The authors observe that with
stem cell-based therapies now approaching the clinical trial stage in a number
of centers, active groups in the field have established a global collaborative
stem cell therapy advocacy initiative called G-Force PD
to collaborate on translation of laboratory findings to trials in order to
ensure optimal progress from experimental results toward the clinic. The aim of
the consortium is to define criteria by which to gauge their own progress
toward the clinic, while ensuring that all steps are conducted to the
highest standard and that the trials are not initiated prematurely.
For example, how does ISCO’s
clinical transplantation trial in Parkinson’s fare in light of the criteria
defined by the G-Force-PD consortium? In their article, the authors discuss
publicly available information regarding the ISCO trial, expressing some
concern regarding missing or incomplete information available from ISCO, noting
in particular there are concerns that the cell types being transplanted may not
function as desired; that supporting safety and efficacy data have not been
made public; and that the G-Force PD consortium also suggests the length of
follow-up in the ISCO trial may not be sufficient.
They acknowledge that “while
early claims suggesting the possibility of a cure had been made,” ISCO has now
taken what they deem is a “more measured position regarding potential
benefits.”
Nevertheless, the authors caution
that exaggerated claims pertaining to stem cell therapy are all too common in
the field given the regulatory hurdles, commercial interests, and personal
ambitions of participants in early-stage clinical trials. They divide their
discussion into five sections responding to each of the questions they’ve have
posed.
In their concluding remarks, the
Journal of Parkinson’s Disease article authors observe that as the ability of
scientists to make authentic midbrain dopaminergic neurons from stem cell
sources improves, so does the reality of a first in human clinical trials on
patients with Parkinson’s. And while that’s an exciting prospect, they contend
it’s one that should only be undertaken after all necessary pre-clinical data
and regulatory approvals have been obtained and verified, and criteria for
moving those cells to trials are fully resolved and met, criteria that are
currently a major focus of the GForce-PD consortium.

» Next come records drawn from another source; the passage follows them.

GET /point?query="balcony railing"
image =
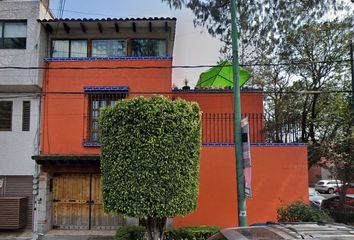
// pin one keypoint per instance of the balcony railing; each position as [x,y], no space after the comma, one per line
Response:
[218,128]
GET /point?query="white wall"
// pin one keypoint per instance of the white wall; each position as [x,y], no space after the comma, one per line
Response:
[31,56]
[17,146]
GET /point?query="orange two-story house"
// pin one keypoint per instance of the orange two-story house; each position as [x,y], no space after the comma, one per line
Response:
[93,63]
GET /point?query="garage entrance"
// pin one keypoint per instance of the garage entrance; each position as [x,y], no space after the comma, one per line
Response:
[77,203]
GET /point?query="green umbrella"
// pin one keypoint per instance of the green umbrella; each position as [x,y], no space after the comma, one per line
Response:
[221,76]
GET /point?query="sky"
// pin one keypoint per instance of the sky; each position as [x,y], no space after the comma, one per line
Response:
[193,46]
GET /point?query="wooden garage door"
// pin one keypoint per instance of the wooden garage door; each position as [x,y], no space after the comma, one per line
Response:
[77,203]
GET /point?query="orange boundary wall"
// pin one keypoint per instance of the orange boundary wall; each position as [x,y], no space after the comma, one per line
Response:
[279,175]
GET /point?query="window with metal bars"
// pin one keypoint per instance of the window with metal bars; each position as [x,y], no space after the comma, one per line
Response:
[13,34]
[96,101]
[5,115]
[26,115]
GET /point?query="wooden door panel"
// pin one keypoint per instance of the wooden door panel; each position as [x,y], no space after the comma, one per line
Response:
[100,220]
[71,196]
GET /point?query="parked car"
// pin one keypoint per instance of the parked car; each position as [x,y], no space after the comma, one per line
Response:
[315,198]
[327,186]
[270,231]
[332,203]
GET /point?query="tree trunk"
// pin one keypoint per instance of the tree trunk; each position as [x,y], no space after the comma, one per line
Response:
[155,227]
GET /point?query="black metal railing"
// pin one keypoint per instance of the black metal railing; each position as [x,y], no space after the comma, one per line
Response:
[219,128]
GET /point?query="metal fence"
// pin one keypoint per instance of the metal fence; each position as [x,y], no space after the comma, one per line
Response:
[219,128]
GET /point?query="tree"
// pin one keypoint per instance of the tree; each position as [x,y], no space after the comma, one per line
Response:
[150,159]
[260,21]
[338,157]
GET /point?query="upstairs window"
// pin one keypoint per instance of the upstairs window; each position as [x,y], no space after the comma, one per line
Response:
[101,97]
[5,115]
[69,48]
[26,115]
[149,48]
[13,34]
[109,48]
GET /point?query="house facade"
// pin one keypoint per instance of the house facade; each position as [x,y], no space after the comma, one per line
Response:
[92,63]
[22,45]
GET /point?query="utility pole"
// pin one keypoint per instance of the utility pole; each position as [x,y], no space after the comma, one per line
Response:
[241,201]
[352,67]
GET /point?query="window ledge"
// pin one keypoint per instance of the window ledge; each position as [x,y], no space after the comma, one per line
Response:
[59,59]
[91,144]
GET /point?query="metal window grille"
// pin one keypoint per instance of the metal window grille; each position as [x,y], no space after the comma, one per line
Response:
[98,100]
[26,115]
[5,116]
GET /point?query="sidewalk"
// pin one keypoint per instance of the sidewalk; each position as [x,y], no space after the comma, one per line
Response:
[59,235]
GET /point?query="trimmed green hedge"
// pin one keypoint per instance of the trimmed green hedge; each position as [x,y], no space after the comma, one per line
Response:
[301,212]
[191,233]
[131,233]
[183,233]
[150,156]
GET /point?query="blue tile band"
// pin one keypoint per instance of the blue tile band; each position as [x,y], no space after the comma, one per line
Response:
[106,89]
[60,59]
[91,144]
[257,144]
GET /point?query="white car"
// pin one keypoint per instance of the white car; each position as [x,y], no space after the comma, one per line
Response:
[328,186]
[315,198]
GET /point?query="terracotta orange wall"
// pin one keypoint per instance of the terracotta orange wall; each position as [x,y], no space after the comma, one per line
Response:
[64,116]
[251,102]
[279,175]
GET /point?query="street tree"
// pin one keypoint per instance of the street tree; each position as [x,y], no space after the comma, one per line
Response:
[150,159]
[260,21]
[338,157]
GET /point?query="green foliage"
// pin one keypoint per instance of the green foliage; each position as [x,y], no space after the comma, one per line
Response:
[300,212]
[130,233]
[150,157]
[183,233]
[262,21]
[191,233]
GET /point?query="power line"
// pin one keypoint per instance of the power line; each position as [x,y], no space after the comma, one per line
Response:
[176,92]
[172,67]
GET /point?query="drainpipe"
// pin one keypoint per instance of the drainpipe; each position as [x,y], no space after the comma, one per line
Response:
[241,201]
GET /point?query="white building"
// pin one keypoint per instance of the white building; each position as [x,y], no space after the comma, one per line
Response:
[22,44]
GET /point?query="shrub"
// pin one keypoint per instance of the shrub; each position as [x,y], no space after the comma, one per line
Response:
[150,159]
[300,212]
[183,233]
[131,233]
[191,233]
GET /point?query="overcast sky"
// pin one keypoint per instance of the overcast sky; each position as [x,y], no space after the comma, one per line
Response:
[193,46]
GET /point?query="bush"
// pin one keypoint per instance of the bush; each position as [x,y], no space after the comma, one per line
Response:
[183,233]
[131,233]
[342,217]
[191,233]
[150,157]
[300,212]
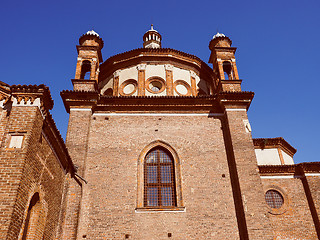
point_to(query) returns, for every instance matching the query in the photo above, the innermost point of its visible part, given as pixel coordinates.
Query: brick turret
(224, 62)
(89, 58)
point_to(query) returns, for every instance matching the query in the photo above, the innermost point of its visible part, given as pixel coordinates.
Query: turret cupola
(89, 59)
(152, 39)
(224, 62)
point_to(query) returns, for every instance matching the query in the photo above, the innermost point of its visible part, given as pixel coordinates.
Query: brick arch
(35, 217)
(177, 172)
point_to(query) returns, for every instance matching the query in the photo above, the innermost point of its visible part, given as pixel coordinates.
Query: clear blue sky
(277, 57)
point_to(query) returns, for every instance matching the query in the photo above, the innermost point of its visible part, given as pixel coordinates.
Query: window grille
(274, 199)
(159, 179)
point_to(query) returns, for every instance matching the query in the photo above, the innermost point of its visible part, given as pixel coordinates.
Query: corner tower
(224, 62)
(152, 39)
(89, 58)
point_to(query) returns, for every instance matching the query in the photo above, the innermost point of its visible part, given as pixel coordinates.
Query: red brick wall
(110, 198)
(23, 174)
(294, 221)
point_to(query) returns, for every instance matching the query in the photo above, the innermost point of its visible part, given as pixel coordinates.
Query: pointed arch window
(159, 179)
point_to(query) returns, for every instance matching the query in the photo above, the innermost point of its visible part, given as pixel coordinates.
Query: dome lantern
(152, 39)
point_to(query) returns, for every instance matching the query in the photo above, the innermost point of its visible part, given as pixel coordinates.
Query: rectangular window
(16, 141)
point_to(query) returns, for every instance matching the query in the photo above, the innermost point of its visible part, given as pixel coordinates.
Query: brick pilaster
(141, 79)
(246, 183)
(169, 79)
(76, 141)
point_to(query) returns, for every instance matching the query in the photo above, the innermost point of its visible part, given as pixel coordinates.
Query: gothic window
(159, 179)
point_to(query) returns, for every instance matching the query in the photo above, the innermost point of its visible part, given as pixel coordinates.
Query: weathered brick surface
(295, 222)
(34, 168)
(252, 219)
(110, 198)
(78, 130)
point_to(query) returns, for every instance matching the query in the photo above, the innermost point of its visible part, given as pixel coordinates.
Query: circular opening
(128, 89)
(182, 89)
(155, 86)
(274, 199)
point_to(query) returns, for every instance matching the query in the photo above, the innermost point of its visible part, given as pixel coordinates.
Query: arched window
(159, 179)
(227, 68)
(85, 70)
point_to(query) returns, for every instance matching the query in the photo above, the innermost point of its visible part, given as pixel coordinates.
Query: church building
(158, 146)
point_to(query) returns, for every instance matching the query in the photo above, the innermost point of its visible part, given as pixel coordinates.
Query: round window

They observe: “Only too often are
exaggerated claims made, based on limited pre-clinical data and a desire to
pass the financial and regulatory hurdles needed to get to clinic, sometimes
driven by personal ambitions along with financial and commercial interests.”
“Many PD patients and their
families have questioned whether they should try to sign up for such a study.
As with many such exiting news items, however, one should also react with
caution, especially since the outcome of this trial can affect the development
of other stem cell programs moving toward clinical trials,” explains the
article’s lead author, Roger A. Barker,
Ph.D., of the John van Geest Centre for Brain Repair, Department of Clinical Neurosciences,
at the University of Cambridge in England, in a news release.
Barker noted it is timely to
provide insights into how the opportunities provided to Parkinson’s patients in
the ISCO trial and similar trials should be evaluated, maintaining that without
such insight, the patient community is left trying to interpret complex
scientific issues on its own, and will be unable to make informed decisions
about whether they should try to participate in the planned trials.
“This is an exciting
prospect but should only be undertaken when all the necessary pre-clinical data and
regulatory approvals have been obtained and verified and the criteria for
moving those cells to trials fully resolved and met. Acting prematurely has the
potential not only to tarnish many years of scientific work, but can threaten
to derail and damage this exciting field of regenerative medicine. Hopefully,
in 2016, we are ready to take a more careful approach as we strive to repair
the PD brain with stem cell-based therapies, avoiding many of the mistakes that
have dogged this field over the last three decades.”